BGP Peering Topology
A Sample BGP Peering Network with Peer Sessions from JuniperNetworks

This topology shows a network with BGP peer sessions. In the sample network, Device E in AS 17 has BGP peer sessions to a group of peers called external-peers. Peers A, B, and C reside in AS 22 and have IP addresses 10.10.10.2, 10.10.10.6, and 10.10.10.10. Peer D resides in AS 79, at IP address 10.21.7.2. This example shows the configuration on Device E.

A BGP peering session itself looks like this:

BGP Peering Session
A BGP Peering Session from JuniperNetworks

Router A is a gateway router for AS 3, and Router B is a gateway router for AS 10. For traffic internal to either AS, an interior gateway protocol (IGP) is used (OSPF, for instance). To route traffic between peer ASs, a BGP session is used.

Each AS has its own iBGP implementation, which it uses internally to map routes. For communicating with peers.

eBGP and iBGP
eBGP and iBGP from CISCOPress

As BGP routes are published over eBGP and accepted as they are by other autonomous systems, each AS in the system benefits from the data in addition to becoming vulnerable to both malicious intent and mistakes of its peers. This is where the trust factor is so crictical.

The Stellar Performance of BGP Routing Tables #

The tables below shows how the IPV4 & IPV6 BGP Tables have grown over the course of five years. While there are tonnes of insightful information that we could derive from this date, let’s focus on the increase in the size of the root prefixes in either versions of the Internet Protocol.

IPV4 #

Growth of the IPV4 BGP Network between 2017 and 2022
Table 1: Growth of the IPV4 BGP Network between 2017 and 2021 from APNIC

IPV6 #

Growth of the IPV6 BGP Network between 2017 and 2022
Table 2: Growth of the IPV6 BGP Network between 2017 and 2021 from APNIC

Matching route requests from within a table size of almost 1M records for IPV4 is must take incredible performance optimization. Route Aggregation is what does it for BGP. More information how route aggregation works can be found on CISCO’s documentation.

Mitigating DDoS Attacks With a BGP Blackhole #

A DDoS attack attempts to flood a route with a massive number of requests - so that it becomes impossible for the provider of services on that routes to serve genuine requests. Thankfully, a BGP blackhole can be used once something common to those malicious requests is be identified. Then these requests are filtered with something known as RTBH (Remote Triggered Black Hole) filtering.

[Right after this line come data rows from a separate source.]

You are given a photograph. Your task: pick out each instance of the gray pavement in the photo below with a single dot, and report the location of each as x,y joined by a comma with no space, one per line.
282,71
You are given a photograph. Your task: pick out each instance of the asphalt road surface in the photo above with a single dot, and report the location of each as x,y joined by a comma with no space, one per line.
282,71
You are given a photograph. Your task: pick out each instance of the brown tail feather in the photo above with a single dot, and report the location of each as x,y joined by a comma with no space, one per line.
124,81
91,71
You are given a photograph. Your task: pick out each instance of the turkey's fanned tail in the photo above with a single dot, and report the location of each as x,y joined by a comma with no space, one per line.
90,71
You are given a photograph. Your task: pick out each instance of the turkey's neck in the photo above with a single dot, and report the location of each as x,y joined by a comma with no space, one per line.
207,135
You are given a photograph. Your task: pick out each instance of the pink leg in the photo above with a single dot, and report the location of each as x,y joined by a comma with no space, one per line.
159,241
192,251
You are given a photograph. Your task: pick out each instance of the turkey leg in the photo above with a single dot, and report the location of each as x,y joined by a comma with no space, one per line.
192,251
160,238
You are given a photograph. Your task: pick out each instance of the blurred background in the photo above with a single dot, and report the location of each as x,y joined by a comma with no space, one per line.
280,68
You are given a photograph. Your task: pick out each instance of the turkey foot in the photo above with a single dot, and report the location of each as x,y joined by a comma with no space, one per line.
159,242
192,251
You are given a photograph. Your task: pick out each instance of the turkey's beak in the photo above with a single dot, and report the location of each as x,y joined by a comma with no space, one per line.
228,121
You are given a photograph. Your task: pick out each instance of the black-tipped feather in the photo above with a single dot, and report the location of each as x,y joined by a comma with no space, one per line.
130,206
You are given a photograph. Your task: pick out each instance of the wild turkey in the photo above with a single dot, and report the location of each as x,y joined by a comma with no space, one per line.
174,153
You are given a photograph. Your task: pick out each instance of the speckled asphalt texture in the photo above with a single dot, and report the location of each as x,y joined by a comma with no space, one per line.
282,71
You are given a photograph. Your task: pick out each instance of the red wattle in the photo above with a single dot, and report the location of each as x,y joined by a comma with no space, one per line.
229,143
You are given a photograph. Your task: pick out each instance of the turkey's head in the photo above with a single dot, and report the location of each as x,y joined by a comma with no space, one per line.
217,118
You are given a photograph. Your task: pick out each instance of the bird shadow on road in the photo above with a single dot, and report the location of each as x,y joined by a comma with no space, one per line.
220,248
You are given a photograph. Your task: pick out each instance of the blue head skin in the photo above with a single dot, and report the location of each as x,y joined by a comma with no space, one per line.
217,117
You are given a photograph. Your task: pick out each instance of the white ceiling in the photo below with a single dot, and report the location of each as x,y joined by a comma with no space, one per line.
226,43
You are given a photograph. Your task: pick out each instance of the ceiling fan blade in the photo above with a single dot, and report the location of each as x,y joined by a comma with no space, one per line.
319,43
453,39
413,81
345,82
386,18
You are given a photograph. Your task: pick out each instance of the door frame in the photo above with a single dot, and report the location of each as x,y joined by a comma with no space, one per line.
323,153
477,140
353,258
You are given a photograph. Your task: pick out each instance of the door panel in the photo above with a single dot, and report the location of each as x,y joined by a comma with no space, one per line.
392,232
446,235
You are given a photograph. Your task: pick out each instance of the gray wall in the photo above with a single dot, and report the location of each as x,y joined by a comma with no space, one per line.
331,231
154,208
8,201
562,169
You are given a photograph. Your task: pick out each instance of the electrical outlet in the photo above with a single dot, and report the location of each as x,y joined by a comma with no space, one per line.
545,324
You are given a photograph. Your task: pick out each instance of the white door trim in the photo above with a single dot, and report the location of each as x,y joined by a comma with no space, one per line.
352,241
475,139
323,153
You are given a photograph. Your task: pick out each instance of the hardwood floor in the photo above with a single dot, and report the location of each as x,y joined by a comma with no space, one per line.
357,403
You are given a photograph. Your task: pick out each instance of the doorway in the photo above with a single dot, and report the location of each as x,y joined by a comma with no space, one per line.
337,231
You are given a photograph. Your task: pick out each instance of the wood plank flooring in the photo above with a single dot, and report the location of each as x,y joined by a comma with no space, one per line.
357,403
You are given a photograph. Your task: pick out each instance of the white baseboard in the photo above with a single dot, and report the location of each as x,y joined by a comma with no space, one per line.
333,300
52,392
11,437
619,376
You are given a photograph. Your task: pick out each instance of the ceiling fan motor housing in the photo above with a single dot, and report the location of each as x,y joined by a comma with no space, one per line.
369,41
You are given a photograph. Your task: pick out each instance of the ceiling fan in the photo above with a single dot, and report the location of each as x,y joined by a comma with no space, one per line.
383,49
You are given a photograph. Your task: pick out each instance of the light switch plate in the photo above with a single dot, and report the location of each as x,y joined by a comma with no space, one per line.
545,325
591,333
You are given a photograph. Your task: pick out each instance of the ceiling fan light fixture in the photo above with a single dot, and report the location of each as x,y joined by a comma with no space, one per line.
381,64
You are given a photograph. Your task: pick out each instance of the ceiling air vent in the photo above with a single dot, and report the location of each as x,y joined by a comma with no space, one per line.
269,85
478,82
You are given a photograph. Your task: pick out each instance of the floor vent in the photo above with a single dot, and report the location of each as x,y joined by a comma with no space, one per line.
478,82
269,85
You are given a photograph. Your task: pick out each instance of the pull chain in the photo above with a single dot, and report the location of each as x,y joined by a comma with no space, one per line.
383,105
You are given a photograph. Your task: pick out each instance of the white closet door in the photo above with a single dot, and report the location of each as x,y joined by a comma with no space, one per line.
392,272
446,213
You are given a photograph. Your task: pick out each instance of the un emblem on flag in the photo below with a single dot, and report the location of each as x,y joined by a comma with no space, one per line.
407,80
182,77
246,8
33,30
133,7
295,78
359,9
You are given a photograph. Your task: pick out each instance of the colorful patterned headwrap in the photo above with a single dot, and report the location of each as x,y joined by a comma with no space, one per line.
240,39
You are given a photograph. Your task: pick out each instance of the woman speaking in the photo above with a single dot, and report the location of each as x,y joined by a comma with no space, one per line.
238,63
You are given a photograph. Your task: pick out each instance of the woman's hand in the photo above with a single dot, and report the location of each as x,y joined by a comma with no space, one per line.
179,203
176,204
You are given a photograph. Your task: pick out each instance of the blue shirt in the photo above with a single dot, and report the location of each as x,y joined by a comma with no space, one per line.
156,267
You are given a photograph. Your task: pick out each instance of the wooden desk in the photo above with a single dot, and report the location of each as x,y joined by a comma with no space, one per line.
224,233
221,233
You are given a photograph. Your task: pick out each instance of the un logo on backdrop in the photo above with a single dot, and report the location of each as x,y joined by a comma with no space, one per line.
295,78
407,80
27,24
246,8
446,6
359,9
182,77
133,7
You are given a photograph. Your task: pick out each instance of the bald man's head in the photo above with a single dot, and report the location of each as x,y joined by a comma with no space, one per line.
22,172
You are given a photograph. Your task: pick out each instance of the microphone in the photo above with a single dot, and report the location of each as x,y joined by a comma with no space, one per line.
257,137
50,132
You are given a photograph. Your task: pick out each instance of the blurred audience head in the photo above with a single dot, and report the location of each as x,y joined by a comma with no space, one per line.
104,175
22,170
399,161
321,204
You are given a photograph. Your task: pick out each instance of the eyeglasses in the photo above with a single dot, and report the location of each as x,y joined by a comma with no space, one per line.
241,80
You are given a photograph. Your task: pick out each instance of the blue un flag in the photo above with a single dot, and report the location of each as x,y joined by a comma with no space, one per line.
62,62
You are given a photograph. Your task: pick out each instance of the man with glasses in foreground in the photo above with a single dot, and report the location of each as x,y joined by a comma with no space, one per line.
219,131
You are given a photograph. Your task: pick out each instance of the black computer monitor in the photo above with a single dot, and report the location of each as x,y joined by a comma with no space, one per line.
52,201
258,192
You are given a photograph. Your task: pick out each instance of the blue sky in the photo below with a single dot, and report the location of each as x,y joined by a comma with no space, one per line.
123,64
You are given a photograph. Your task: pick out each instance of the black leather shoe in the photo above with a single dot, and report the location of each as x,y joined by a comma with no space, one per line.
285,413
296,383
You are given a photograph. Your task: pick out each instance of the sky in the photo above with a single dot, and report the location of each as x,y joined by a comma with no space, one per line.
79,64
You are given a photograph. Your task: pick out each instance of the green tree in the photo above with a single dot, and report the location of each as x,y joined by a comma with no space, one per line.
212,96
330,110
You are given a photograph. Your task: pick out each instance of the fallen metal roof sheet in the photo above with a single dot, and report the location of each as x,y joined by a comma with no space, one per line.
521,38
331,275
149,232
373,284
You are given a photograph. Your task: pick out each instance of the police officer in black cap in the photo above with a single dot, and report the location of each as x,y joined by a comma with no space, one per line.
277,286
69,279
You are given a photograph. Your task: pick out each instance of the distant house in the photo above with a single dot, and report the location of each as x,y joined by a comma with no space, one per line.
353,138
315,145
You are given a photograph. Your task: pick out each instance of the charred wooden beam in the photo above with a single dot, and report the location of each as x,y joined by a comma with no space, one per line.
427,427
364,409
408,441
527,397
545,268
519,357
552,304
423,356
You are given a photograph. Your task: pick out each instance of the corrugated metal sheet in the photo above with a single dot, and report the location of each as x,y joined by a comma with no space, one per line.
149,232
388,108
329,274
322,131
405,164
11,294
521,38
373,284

Fast Netmon, a network security company specializing in protection against such attacks gives a concise description of how this phenomenon works:

The high-level concept of using BGP Blackhole to detect and mitigate DDoS attacks is relatively straightforward. When a DDoS attack is detected on a router, traffic is redirected to null0 interface – the black hole in this case. Routing traffic to this null-route effectively drops it from the network, never to be seen again, much like the natural phenomenon it’s named after. BGP routing usually takes place on the /32 /128 level (hosts IPv4, Ipv6).RTBH filtering is a specific approach that uses BGP routing protocol updates to manipulate route tables at the network edge to specifically drop illegitimate traffic before it enters the service provider network. You can use iBGP or announce BlackHole routes via a specific BGP community to redistribute or blackhole this traffic on the upstream ISP side.

How DDoS attacks are Nullified
How DDoS Attacks are Nullified from SENKI

Conclusion #

For close to two decades now, BGP is the glue that connects the internet together. Most people, not working closely in Network Engineering would rarely have a chance to know about it - unless something goes horribly wrong and BGP makes it to the mainstream news. In light of that, it made sense to write a post shining some light on the silent hero of the internet before the next big incident occurs.

Disclaimer: I am not a network engineering expert and this article should be considered a base level technical introduction into the Border Gateway Protocol. Please use the links within the article as doorways to portals of information for more in-depth knowledge on the topic.